Dona Zenira era uma auxiliar de enfermagem muito eficiente e respeitada em seu local de trabalho. Há vários anos trabalhava naquela
clínica pediátrica, no bairro paulistano da Lapa e era muito querida pelos médicos,
chefes e pacientes. Apesar de seus 72 anos de idade bem conservados e pelo menos 30 de profissão, não queria saber de aposentadoria, nem de ouvir falar.
Ficava muito irritada se alguém insinuasse que ela deveria se aposentar, descansar e aproveitar um pouco a vida, porque os anos passam e a gente vai se aproximando cada vez mais do descanso eterno. Falavam-lhe sobre as delícias da vida de um aposentado, passeios, longas viagens, a companhia de outras pessoas alegres e divertidas, enfim, realizar sonhos que há muitos anos acalentava.
A velha senhora tapava os ouvidos para não ouvir. Respondia que ainda estava muito forte para parar de trabalhar e sua eficiência poderia ser comprovada por qualquer um, ali na clínica. Dizia que estava muito lúcida e portanto muito longe o dia que alguém iria chamá-la de "velha caduca" e a aposentadoria poderia esperar. Não seria agora que iria abandonar tudo, _selfmente sabendo que os donos da clínica necessitavam de seus excelentes serviços, gostavam dela, porque era assídua – nunca atrasara ou faltara ao serviço desde que fora contratada e o mais importante: nunca recebera nem mesmo alguma advertência, que pudesse manchar a sua ficha profissional.
Era honestíssima e muito responsável, porém, como não existe ser humano totalmente perfeito, Dona Zenira tinha um grave problema, que perturbava e, às vezes, complicava sua vida e esse problema era a ... Distração !
Realmente este era o único e mais grave defeito da velha senhora e de vez em quando a obrigava a enfrentar situações difíceis.

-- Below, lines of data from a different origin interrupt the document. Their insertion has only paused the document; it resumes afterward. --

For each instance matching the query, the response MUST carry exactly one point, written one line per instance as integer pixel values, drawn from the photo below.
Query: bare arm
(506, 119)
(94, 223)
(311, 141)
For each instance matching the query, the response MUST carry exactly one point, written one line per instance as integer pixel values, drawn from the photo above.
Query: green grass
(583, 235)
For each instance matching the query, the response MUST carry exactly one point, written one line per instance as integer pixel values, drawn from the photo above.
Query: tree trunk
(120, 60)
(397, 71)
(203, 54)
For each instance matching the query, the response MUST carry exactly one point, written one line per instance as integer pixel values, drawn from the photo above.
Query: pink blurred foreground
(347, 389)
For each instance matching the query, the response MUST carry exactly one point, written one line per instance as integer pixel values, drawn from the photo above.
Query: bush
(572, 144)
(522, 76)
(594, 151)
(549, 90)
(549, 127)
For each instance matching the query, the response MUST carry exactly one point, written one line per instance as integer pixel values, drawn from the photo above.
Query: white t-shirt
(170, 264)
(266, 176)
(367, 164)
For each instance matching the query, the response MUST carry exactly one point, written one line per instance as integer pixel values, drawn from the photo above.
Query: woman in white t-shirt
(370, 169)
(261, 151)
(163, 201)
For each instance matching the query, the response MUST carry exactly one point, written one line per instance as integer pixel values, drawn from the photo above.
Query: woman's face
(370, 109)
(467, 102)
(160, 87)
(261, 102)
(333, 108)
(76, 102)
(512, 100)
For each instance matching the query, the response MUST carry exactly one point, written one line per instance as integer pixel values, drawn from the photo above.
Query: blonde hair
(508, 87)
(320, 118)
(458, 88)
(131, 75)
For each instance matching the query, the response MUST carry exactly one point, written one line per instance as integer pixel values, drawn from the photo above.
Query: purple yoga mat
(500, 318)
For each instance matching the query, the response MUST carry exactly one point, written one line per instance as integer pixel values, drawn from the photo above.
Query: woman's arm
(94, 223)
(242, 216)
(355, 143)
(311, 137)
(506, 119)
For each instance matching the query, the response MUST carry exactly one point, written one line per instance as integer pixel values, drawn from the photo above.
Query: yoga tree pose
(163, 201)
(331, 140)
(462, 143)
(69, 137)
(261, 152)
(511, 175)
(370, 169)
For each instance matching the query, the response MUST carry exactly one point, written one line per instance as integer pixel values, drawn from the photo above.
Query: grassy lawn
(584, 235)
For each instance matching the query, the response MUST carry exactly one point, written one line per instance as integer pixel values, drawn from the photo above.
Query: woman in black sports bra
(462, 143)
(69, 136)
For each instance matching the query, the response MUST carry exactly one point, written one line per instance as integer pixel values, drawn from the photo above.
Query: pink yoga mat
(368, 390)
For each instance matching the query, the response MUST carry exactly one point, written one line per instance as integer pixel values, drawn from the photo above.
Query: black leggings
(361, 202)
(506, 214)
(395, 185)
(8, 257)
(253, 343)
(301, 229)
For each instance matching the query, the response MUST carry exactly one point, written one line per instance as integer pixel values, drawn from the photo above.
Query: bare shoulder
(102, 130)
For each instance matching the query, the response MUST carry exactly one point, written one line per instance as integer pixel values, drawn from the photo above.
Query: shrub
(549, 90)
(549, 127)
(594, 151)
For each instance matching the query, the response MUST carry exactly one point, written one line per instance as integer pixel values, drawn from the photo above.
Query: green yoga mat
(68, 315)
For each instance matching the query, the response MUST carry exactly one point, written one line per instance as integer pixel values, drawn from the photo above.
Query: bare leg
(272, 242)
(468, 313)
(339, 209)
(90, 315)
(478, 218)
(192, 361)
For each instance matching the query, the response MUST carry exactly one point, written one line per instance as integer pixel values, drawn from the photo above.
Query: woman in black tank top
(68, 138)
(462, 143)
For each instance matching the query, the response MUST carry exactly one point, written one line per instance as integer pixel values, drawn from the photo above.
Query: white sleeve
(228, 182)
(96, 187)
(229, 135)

Certa vez, uma amiga ligou para sua casa e ficou um tempo enorme esperando que ela atendesse, quando quase desistindo de falar, supondo que estivesse ausente, eis que ela atendeu o telefone, se desculpando pela demora:
- Ah ! É você, Clotilde ? Desculpe-me pela demora, mas eu não conseguia achar o telefone. Fiz uma arrumação na casa e acabei amontoando as roupas sobre onde ele estava ...
- Mas Zenira, que doidice é essa ? Como é que você foi esquecer onde estava o telefone ? - quando ele toca, dá pra ouvir.
- Eu sei, mas acontece que coloquei as roupas ontem e hoje já não lembrava mais, desculpe-me Clô, não posso falar com você agora, pois estou com pressa, preciso ir à Ilha Comprida para resolver uns problemas, que apareceram lá na minha casa de praia.
- Está bem, não vou retardá-la, mas depois, na volta, me telefone e conversaremos mais tranqüilas.
Despediram-se e na semana seguinte, regressando da viagem, mal entrou em casa o telefone tocou. Era Clotilde perguntando como tinha sido o passeio na Ilha Comprida e ela aborrecida respondeu-lhe que tinha sido horrível.
- Horrível ! mas, por que amiga ?
- É que o ônibus atrasou e quando cheguei à Iguape já era tarde da noite e como você sabe, por causa da maré, os ônibus que passam na minha casa na praia, não circulam mais. E aí fui obrigada ir à pé..."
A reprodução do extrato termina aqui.